Analysts believe the meeting marked a significant step forward in a relationship that has been troubled over recent years. It was quite significant that the Uzbeks should come to Dushanbe at all – most meetings take place on their home ground in Tashkent.



Tajikistan gets 90 per cent of its gas from Uzbekistan, and now owes it 16 million US dollars in arrears. Tashkent has cut gas supplies by 50 per cent and last month also stopped Turkmen electricity passing through its national grid to reach Tajikistan.



As a result, only key enterprises, hospitals and schools in Tajikistan have been getting a steady supply of gas and power over the winter. Water levels have fallen in the Nurek reservoir, which provides the water for 80 per cent of the country’s own generating capacity.

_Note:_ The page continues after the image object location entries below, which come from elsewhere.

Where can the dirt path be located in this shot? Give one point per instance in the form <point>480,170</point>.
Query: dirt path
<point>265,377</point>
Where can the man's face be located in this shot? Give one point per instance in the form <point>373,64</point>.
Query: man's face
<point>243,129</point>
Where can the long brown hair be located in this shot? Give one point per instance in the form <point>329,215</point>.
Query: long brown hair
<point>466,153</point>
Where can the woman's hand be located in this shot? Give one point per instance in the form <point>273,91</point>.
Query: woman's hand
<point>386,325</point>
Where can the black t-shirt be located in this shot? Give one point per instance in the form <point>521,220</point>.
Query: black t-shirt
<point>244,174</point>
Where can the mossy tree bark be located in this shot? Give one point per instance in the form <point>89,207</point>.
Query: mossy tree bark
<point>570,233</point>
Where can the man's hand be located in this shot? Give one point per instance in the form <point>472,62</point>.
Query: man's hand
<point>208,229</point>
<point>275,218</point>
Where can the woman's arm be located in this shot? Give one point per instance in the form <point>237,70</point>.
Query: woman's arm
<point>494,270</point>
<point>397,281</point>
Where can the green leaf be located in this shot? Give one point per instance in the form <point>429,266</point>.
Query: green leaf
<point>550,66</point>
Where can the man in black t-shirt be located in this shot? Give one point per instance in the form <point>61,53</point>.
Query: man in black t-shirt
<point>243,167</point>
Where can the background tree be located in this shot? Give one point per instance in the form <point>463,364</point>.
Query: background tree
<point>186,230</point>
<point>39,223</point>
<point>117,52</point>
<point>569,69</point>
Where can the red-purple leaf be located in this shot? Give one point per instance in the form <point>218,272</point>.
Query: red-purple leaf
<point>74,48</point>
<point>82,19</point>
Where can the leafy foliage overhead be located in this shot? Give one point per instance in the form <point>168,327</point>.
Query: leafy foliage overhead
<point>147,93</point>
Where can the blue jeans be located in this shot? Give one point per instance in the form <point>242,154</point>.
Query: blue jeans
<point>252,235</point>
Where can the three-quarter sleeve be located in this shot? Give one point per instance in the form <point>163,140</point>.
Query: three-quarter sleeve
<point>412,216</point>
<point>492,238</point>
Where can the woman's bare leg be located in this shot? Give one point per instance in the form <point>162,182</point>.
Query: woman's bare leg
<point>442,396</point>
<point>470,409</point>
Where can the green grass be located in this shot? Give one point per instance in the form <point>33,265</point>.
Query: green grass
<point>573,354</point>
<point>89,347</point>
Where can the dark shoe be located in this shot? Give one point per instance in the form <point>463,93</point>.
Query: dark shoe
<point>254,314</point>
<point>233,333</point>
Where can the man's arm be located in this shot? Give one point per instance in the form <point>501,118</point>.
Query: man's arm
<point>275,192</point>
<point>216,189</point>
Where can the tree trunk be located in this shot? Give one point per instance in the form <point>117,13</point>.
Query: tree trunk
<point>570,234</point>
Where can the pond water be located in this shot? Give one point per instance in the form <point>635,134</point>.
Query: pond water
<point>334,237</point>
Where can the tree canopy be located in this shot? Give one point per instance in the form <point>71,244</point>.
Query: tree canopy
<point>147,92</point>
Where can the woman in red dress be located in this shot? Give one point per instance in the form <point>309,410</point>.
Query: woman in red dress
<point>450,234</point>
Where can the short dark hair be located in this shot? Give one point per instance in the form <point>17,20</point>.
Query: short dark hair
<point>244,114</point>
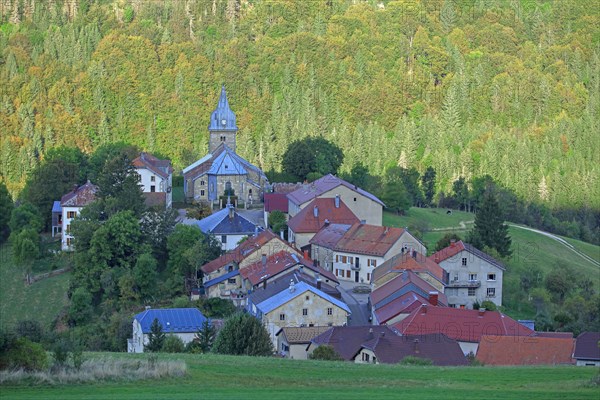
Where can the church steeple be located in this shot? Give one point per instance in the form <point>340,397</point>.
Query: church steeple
<point>222,126</point>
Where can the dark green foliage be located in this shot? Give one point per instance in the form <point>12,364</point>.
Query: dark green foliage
<point>446,240</point>
<point>412,360</point>
<point>326,352</point>
<point>6,207</point>
<point>312,155</point>
<point>490,229</point>
<point>242,334</point>
<point>156,337</point>
<point>172,344</point>
<point>277,221</point>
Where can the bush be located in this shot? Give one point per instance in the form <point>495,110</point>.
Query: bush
<point>26,355</point>
<point>173,344</point>
<point>326,352</point>
<point>412,360</point>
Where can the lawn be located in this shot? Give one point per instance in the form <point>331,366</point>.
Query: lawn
<point>41,301</point>
<point>227,377</point>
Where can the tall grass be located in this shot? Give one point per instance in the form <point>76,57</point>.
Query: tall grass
<point>99,369</point>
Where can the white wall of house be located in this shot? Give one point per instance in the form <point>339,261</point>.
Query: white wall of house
<point>66,237</point>
<point>466,269</point>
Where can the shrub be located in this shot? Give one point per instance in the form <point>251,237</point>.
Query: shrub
<point>412,360</point>
<point>325,352</point>
<point>26,355</point>
<point>173,344</point>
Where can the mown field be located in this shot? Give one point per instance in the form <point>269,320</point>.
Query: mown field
<point>228,377</point>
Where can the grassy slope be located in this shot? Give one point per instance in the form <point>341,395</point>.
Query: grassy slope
<point>41,301</point>
<point>215,377</point>
<point>529,248</point>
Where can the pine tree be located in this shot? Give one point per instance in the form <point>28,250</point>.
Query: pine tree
<point>490,229</point>
<point>156,338</point>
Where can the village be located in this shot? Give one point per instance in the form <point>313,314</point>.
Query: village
<point>335,275</point>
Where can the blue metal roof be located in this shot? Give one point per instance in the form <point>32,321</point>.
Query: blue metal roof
<point>221,278</point>
<point>222,119</point>
<point>176,320</point>
<point>299,288</point>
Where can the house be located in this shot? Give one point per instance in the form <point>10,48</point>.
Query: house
<point>272,267</point>
<point>473,276</point>
<point>222,172</point>
<point>306,223</point>
<point>56,218</point>
<point>380,344</point>
<point>398,297</point>
<point>292,341</point>
<point>248,252</point>
<point>353,252</point>
<point>228,227</point>
<point>465,326</point>
<point>424,267</point>
<point>364,205</point>
<point>156,179</point>
<point>525,350</point>
<point>300,304</point>
<point>181,322</point>
<point>587,349</point>
<point>71,204</point>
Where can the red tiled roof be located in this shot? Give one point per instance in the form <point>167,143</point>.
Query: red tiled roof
<point>276,202</point>
<point>277,264</point>
<point>586,346</point>
<point>324,184</point>
<point>306,222</point>
<point>369,239</point>
<point>420,263</point>
<point>460,324</point>
<point>524,350</point>
<point>404,279</point>
<point>241,252</point>
<point>455,248</point>
<point>80,196</point>
<point>156,165</point>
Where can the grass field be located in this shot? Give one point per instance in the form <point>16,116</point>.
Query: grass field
<point>41,301</point>
<point>228,377</point>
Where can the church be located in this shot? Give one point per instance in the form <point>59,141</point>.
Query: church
<point>222,173</point>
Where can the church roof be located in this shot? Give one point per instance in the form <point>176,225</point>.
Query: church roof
<point>222,119</point>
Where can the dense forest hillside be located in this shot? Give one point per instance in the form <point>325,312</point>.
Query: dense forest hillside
<point>508,88</point>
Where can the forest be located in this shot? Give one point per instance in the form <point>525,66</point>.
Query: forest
<point>506,88</point>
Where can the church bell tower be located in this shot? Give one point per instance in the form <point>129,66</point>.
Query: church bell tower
<point>222,126</point>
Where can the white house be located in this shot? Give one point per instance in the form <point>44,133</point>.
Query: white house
<point>71,204</point>
<point>473,276</point>
<point>181,322</point>
<point>156,179</point>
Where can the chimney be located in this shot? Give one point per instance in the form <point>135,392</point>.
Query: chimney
<point>433,298</point>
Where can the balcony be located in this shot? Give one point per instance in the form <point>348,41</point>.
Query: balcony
<point>464,284</point>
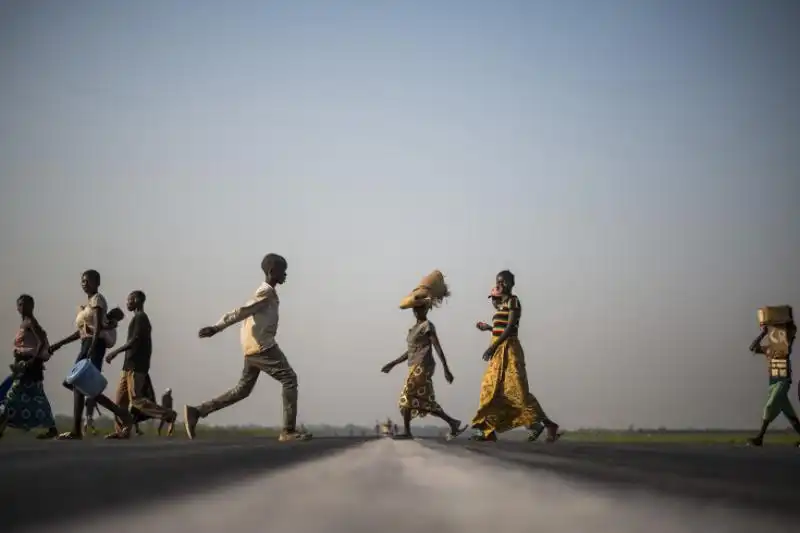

Ahead of the joint commission meeting, Uzbekistan’s president Islam Karimov signalled a possible shift in his view of electricity projects in Tajikistan and also Kyrgyzstan, saying his country would be prepared to invest in them if they proved commercially feasible and environmentally sound.



The Uzbeks have consistently opposed new dam projects in both countries, fearing that they would reduce flows down the Amu Darya and Syr Darya rivers, both vital sources of irrigation for their lower-lying lands.



Tajik political analyst Rashidghani Abdullo sees Tashkent’s apparent change of heart as positive.



“It appears that vehement opposition to the efforts by Tajikistan and Kyrgyzstan to make use of their hydropower potential hasn’t been a success,” he told IWPR. “Tajikistan is already building new power stations… [there is] Sangtuda-1; work on Sangtuda-2 is in full swing; Tajikistan is funding construction of the Rogun power station by itself. And foreigners are gradually getting involved - Iran has invested 150 million dollars.



“So efforts to obstruct this have proved fairly ineffective.”